About this template
The Mono Grid template is a cover letter set entirely in JetBrains Mono on a strict 12-column grid with visible column rules in the margin. Caps headings, ruled baseline — a tech-native design that speaks to the developer-tools ecosystem. It parses through modern ATS (Greenhouse, Lever, Ashby, Recruitee); the grid never enters parsing.
Who is it for?
It suits software engineers (backend, fullstack, embedded), platform engineers, infrastructure architects, technical writers and developer advocates, and product managers at developer-tools companies. The all-mono composition reads as native at DevTools startups (Hugging Face, Replicate, Linear, Vercel, Cycle.io, Anthropic) and at developer-tools vendors (JetBrains, GitLab, GitHub, Datadog, Sentry, PostHog).
How to use it
The 100% monospace identity demands text as structured as a config file: clear sections, vertical lists, no run-on prose. Name precise tools (Cursor, Linear, Sentry, PostHog, Datadog APM, Honeycomb), dominant languages (Go, Rust, TypeScript strict, Kotlin, Elixir) and managed volumes. For a platform engineer, state the size of the Kubernetes fleet operated and the SLOs held. For a developer advocate, cite a talk delivered at a recognised conference (KubeCon, GopherCon, RustConf, JSConf, React Conf).

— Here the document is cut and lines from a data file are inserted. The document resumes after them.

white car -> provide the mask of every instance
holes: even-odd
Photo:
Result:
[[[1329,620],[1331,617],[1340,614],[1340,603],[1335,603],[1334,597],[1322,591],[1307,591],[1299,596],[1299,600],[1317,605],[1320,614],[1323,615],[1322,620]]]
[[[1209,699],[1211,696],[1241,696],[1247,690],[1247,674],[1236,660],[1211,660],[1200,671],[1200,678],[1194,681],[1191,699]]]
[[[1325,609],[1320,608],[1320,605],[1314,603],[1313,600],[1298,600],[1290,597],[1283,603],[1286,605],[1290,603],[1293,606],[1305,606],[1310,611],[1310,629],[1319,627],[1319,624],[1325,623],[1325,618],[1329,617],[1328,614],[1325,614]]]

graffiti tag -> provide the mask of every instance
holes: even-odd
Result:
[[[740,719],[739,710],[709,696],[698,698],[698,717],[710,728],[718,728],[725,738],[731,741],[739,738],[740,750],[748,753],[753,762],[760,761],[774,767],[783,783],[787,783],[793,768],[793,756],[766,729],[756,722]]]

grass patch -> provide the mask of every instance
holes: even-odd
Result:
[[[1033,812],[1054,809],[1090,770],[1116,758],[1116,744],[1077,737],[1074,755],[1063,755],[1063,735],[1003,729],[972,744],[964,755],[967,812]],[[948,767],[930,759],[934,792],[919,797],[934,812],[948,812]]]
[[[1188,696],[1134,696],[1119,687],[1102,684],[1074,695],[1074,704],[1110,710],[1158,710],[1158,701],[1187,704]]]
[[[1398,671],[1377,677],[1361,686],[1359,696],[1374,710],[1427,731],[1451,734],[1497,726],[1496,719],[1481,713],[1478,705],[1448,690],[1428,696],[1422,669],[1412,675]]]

Frequently asked questions
Is all-monospace readable across 600 words?
Yes if heavily aerated: 1.6 line-height, 25mm margins, 11pt body. JetBrains Mono is built for long-form IDE reading — it holds a full A4 or US Letter page well. For a dense two-page format, prefer Inter or Söhne in the body, with mono reserved for code blocks and numerical figures.
Does it suit an IT consulting application?
For pure-play tech consultancies (ThoughtWorks, Slalom Engineering, EPAM, Capgemini Engineering), yes — the visual code reads as native. For broader digital-transformation consultancies (Accenture, Deloitte Digital, BearingPoint), prefer Swiss Grid or Platinum Edge: all-mono can read as too niche outside engineering-led firms.
Should I include code in the letter?
No — the letter is not a README. Code stays on GitHub. The letter proves through technical references and angle of approach, not through a snippet. One exception: a well-formatted numerical block (latency, throughput, coverage) gains from being set in mono — visual rigour without turning the letter into documentation.